On a bad day it feels like the inmates are running the asylum. One can hardly find a political forum without birthers dumping stupid stuff on it. It appears that the Republican party is now the Republican Birther Party based on polls that indicate that more than half of them are birthers. That idiot Donald Trump flies around in his private 727 saying ridiculous and false things about Obama’s origins. Jerome Corsi, who is nothing but a hack propagandist, will most likely have yet another a best-selling book out shortly spreading misinformation about Obama and, I learned today, Chester A. Arthur. That’s right; he’s going to dig up the body of President Arthur and assassinate him.

Even if Barack Obama were to release his long form birth certificate, and the Supreme Court were to declare him a natural born citizen, it would make no difference.

It all just erodes my faith in my fellow countrymen. I understand a little better why Lincoln went to the theater so much — to escape the insanity.

Our Irish President

Barack O'Bama

“Irish President” was a phrase I found in a very old newspaper clipping about 19th century US President Chester A. Arthur.

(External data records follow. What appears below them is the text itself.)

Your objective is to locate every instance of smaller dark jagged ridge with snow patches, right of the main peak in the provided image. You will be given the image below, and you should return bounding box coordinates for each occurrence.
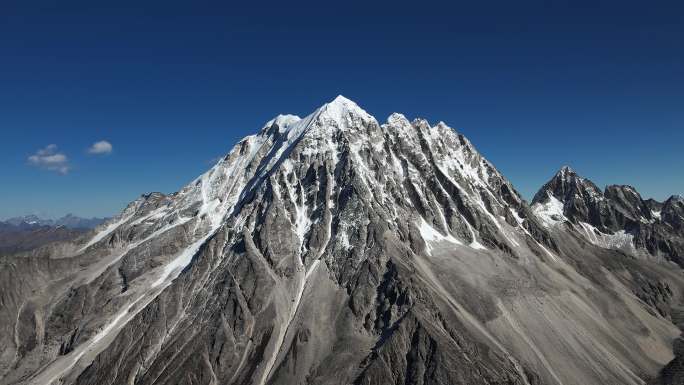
[532,167,684,266]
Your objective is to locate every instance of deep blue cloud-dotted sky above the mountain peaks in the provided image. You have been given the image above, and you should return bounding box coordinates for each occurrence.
[0,0,684,218]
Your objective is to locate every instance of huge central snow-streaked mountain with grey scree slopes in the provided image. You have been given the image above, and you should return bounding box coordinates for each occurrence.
[0,97,684,385]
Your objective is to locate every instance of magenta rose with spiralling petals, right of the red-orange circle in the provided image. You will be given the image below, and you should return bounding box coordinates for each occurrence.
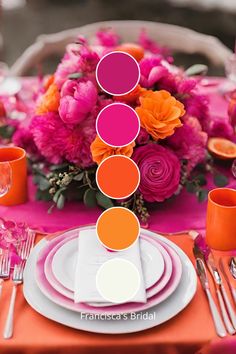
[132,143,180,202]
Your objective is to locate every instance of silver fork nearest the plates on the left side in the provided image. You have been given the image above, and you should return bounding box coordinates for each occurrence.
[3,231,35,339]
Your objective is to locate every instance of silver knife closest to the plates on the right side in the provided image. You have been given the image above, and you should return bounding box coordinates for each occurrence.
[196,258,227,337]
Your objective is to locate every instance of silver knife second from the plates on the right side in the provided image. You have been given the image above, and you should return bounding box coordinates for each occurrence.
[207,252,236,334]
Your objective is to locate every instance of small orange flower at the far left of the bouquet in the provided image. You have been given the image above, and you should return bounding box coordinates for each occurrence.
[36,83,60,114]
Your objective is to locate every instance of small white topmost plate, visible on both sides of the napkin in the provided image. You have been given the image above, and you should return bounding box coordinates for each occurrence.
[52,238,165,292]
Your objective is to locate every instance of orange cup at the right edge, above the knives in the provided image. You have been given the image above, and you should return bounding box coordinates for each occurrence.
[206,188,236,251]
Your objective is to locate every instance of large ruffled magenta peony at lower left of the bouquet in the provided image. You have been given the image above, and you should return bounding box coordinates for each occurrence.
[31,112,96,167]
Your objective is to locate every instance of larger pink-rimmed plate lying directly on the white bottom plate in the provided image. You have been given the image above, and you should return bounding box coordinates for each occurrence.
[35,226,182,314]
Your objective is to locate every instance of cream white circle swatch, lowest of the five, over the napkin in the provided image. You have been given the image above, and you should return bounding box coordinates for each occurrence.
[96,258,140,304]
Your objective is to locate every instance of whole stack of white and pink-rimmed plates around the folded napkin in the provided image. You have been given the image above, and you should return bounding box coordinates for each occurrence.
[24,226,197,333]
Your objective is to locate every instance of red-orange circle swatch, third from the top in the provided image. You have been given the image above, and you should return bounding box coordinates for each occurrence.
[96,155,140,199]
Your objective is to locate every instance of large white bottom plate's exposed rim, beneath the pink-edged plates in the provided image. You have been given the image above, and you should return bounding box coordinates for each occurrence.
[23,227,197,334]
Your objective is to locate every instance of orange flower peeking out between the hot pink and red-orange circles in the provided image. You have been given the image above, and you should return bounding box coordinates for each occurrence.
[90,135,135,165]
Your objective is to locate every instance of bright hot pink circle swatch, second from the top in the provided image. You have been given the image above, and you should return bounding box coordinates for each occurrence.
[96,103,140,147]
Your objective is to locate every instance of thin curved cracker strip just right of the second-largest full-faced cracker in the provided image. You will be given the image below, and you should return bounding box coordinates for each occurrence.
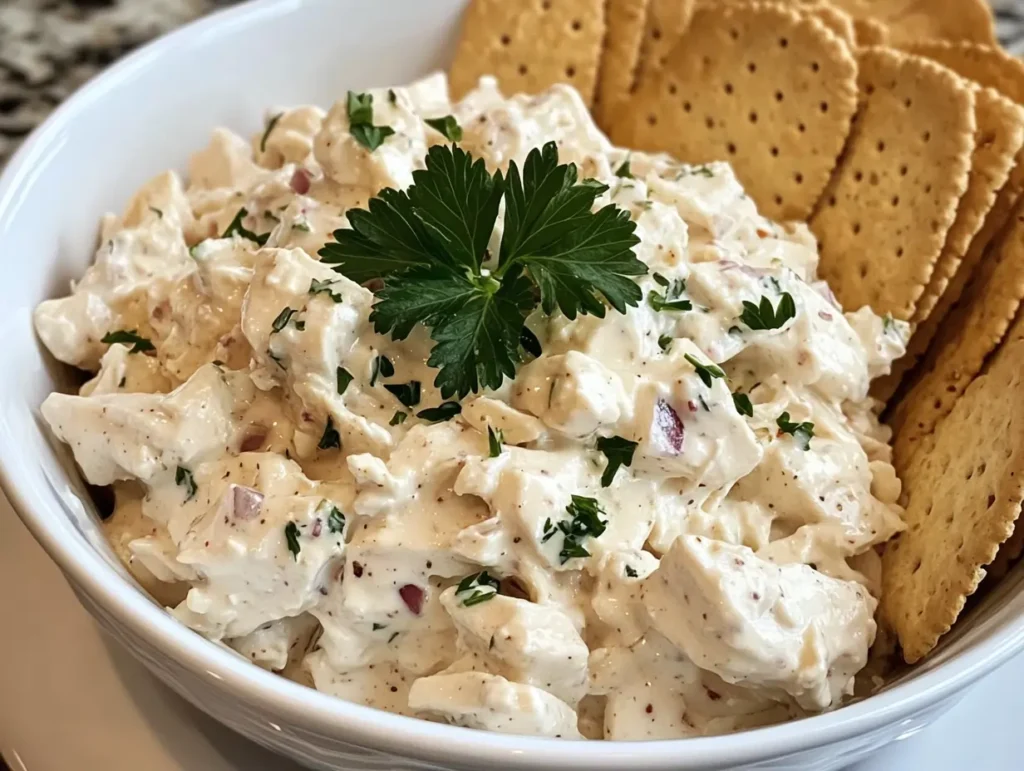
[871,88,1024,401]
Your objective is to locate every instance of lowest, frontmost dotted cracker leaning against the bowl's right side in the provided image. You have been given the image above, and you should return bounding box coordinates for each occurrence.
[881,343,1024,663]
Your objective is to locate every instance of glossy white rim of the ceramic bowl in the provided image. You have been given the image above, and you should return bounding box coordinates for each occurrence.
[0,0,1024,771]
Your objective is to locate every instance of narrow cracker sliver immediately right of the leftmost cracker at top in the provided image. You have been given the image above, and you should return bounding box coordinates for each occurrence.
[594,0,650,128]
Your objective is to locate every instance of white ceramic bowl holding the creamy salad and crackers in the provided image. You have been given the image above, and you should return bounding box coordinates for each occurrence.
[6,0,1024,771]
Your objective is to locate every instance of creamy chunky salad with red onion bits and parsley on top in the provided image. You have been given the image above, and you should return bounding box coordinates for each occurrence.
[35,76,906,739]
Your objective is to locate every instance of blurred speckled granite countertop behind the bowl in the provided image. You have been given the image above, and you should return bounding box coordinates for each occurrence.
[6,0,1024,166]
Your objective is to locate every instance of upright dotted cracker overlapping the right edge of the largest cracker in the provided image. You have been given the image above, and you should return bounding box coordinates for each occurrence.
[810,48,976,320]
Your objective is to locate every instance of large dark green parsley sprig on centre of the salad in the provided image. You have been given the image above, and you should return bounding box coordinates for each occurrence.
[319,142,647,398]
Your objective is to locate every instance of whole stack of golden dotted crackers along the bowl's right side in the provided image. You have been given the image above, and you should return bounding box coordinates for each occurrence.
[451,0,1024,662]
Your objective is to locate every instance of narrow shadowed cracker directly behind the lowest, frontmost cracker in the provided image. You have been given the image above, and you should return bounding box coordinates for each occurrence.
[888,206,1024,462]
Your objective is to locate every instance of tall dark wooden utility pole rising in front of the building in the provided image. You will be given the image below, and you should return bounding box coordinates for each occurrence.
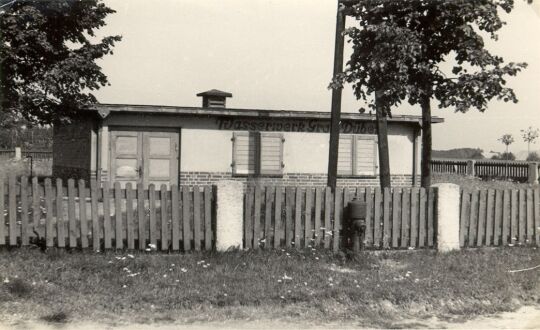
[327,1,345,192]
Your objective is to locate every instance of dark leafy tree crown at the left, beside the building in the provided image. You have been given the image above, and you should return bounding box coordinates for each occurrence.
[0,0,121,127]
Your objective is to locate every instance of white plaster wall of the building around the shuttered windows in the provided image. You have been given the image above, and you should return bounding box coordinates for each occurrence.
[106,114,419,175]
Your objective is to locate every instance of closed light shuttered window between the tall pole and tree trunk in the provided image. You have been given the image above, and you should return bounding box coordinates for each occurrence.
[338,134,377,176]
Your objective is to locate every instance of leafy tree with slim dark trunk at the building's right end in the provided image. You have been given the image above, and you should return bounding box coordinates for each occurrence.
[335,0,526,187]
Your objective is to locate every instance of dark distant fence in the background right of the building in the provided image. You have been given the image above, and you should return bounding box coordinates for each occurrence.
[431,159,540,183]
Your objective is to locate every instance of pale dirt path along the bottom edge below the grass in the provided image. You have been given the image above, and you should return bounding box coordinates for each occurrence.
[0,306,540,330]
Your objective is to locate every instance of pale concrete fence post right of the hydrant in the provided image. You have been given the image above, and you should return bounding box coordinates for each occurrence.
[433,183,460,252]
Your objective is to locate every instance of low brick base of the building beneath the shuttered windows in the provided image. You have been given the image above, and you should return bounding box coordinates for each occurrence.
[180,172,419,187]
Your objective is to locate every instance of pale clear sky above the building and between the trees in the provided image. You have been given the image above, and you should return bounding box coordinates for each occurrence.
[95,0,540,157]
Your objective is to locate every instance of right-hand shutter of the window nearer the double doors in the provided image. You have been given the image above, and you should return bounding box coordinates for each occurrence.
[260,132,284,175]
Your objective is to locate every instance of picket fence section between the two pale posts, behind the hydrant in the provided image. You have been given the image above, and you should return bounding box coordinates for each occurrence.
[244,186,437,251]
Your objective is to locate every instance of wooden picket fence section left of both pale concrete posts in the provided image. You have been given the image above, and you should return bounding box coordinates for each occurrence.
[0,177,215,251]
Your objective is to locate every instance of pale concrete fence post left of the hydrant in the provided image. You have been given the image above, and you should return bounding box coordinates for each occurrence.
[216,180,244,251]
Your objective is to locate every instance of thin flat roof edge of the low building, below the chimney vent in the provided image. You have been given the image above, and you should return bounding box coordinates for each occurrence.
[92,103,444,123]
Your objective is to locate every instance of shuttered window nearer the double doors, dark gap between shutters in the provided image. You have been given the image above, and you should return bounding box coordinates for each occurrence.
[232,132,284,175]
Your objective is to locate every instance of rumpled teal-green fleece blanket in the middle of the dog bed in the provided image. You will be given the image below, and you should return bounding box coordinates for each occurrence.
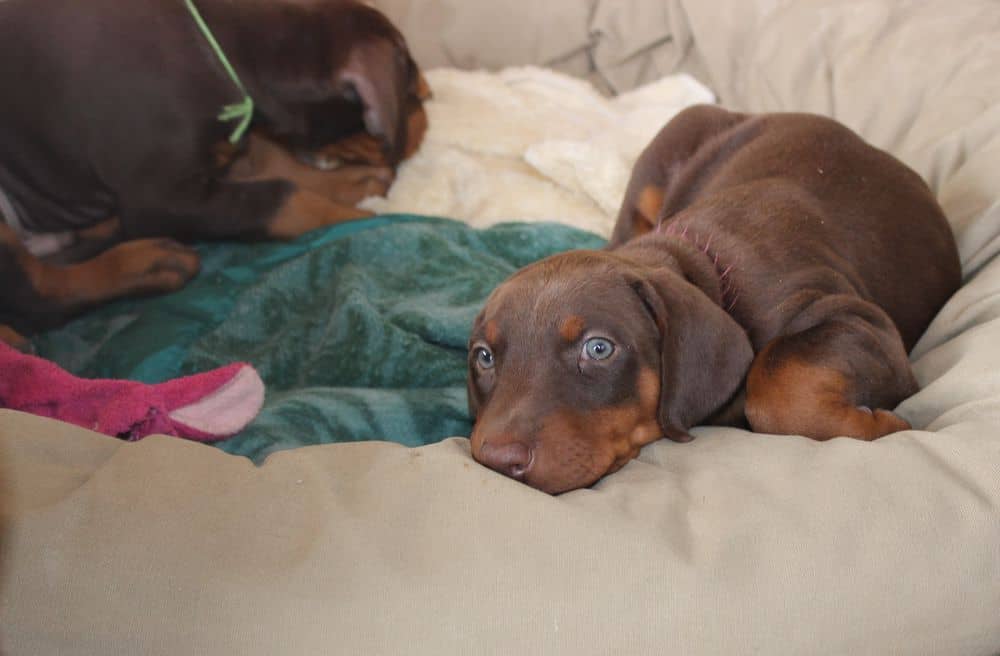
[35,216,603,461]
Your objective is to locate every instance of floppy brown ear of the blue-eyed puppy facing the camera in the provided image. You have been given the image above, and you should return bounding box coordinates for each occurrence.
[630,270,753,442]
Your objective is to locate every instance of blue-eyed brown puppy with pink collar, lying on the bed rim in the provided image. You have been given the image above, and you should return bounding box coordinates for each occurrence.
[468,106,960,493]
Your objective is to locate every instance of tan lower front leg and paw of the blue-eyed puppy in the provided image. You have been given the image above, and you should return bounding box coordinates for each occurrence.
[745,344,910,440]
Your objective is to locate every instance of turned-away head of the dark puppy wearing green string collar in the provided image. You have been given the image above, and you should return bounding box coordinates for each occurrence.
[262,0,430,165]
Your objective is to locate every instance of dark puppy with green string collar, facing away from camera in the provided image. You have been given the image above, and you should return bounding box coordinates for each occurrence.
[0,0,429,343]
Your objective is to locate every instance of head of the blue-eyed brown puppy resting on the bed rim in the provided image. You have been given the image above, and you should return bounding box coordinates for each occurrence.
[468,251,752,494]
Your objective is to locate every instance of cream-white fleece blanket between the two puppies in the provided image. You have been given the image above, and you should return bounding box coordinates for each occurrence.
[363,67,714,237]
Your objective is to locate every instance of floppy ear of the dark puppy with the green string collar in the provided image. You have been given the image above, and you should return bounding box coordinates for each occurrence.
[336,39,411,160]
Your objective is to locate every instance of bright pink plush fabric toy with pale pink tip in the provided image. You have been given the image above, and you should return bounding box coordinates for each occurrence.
[0,341,264,442]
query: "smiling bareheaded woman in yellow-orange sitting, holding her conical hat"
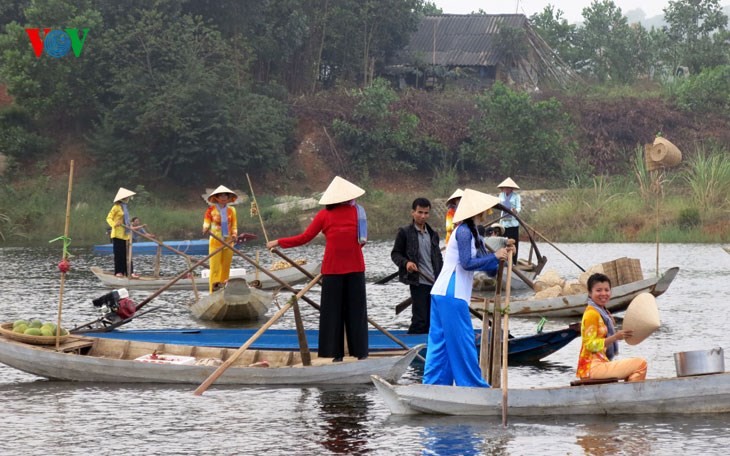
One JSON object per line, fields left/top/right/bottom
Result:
{"left": 577, "top": 273, "right": 647, "bottom": 382}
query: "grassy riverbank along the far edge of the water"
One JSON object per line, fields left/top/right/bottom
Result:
{"left": 0, "top": 167, "right": 730, "bottom": 247}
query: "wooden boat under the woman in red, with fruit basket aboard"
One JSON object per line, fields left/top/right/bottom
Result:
{"left": 0, "top": 335, "right": 420, "bottom": 385}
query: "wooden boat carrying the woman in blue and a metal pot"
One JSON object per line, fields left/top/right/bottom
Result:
{"left": 373, "top": 372, "right": 730, "bottom": 416}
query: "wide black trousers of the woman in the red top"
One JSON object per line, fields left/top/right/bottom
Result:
{"left": 319, "top": 272, "right": 368, "bottom": 358}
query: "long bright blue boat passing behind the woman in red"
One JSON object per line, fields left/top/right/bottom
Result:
{"left": 86, "top": 324, "right": 580, "bottom": 364}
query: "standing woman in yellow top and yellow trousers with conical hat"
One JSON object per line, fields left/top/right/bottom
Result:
{"left": 203, "top": 185, "right": 238, "bottom": 293}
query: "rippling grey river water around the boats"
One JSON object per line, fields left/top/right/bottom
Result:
{"left": 0, "top": 242, "right": 730, "bottom": 455}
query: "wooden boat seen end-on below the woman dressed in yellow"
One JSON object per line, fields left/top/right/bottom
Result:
{"left": 190, "top": 279, "right": 274, "bottom": 321}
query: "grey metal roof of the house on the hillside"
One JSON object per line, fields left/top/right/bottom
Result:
{"left": 405, "top": 14, "right": 527, "bottom": 66}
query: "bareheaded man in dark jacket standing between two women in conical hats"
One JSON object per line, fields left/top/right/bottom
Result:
{"left": 390, "top": 198, "right": 443, "bottom": 334}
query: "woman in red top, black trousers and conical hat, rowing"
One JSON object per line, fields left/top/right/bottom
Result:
{"left": 266, "top": 176, "right": 368, "bottom": 362}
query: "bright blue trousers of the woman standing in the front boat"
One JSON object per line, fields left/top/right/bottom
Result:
{"left": 423, "top": 274, "right": 489, "bottom": 388}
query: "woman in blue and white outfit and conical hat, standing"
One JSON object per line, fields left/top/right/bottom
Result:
{"left": 423, "top": 189, "right": 514, "bottom": 388}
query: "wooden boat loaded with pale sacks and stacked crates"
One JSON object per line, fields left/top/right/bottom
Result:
{"left": 471, "top": 267, "right": 679, "bottom": 318}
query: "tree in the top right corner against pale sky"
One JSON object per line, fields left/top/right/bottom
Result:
{"left": 664, "top": 0, "right": 730, "bottom": 74}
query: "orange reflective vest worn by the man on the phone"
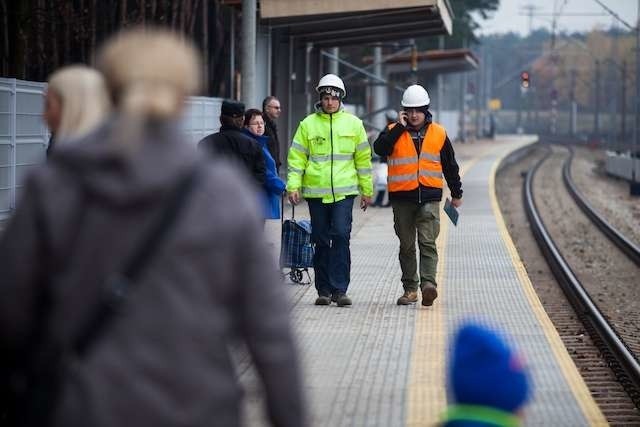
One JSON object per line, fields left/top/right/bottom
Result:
{"left": 387, "top": 123, "right": 447, "bottom": 191}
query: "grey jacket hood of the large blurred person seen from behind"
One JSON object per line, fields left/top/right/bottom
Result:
{"left": 49, "top": 116, "right": 197, "bottom": 206}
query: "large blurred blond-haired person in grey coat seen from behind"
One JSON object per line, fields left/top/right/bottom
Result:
{"left": 0, "top": 29, "right": 305, "bottom": 427}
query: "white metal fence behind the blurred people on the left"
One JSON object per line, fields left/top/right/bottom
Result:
{"left": 0, "top": 78, "right": 222, "bottom": 221}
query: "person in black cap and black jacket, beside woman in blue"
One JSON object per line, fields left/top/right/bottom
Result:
{"left": 198, "top": 99, "right": 266, "bottom": 189}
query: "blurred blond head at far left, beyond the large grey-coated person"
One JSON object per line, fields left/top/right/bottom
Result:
{"left": 44, "top": 65, "right": 111, "bottom": 155}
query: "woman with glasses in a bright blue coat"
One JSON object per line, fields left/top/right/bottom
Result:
{"left": 244, "top": 109, "right": 286, "bottom": 219}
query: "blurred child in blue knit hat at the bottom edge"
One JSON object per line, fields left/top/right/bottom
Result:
{"left": 442, "top": 322, "right": 531, "bottom": 427}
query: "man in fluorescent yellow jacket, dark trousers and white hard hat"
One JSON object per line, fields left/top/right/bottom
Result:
{"left": 287, "top": 74, "right": 373, "bottom": 307}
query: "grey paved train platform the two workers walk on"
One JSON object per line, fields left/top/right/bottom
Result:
{"left": 240, "top": 136, "right": 607, "bottom": 427}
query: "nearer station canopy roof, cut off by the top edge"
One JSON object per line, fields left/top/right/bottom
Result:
{"left": 260, "top": 0, "right": 452, "bottom": 47}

Arthur’s father immigrated from Ireland and only became an American citizen some time after the birth of our 21st President.

Equally unknown is the fact that Barack Obama is also Irish. It’s unknown in the United States, but not so much in Ireland, where the ancestral home of Barack Obama, Moneygall, can’t do enough tout the President’s Irish side, as reported by the Irish Press. The Irish know about birthers too, according to an article in the Independent yesterday.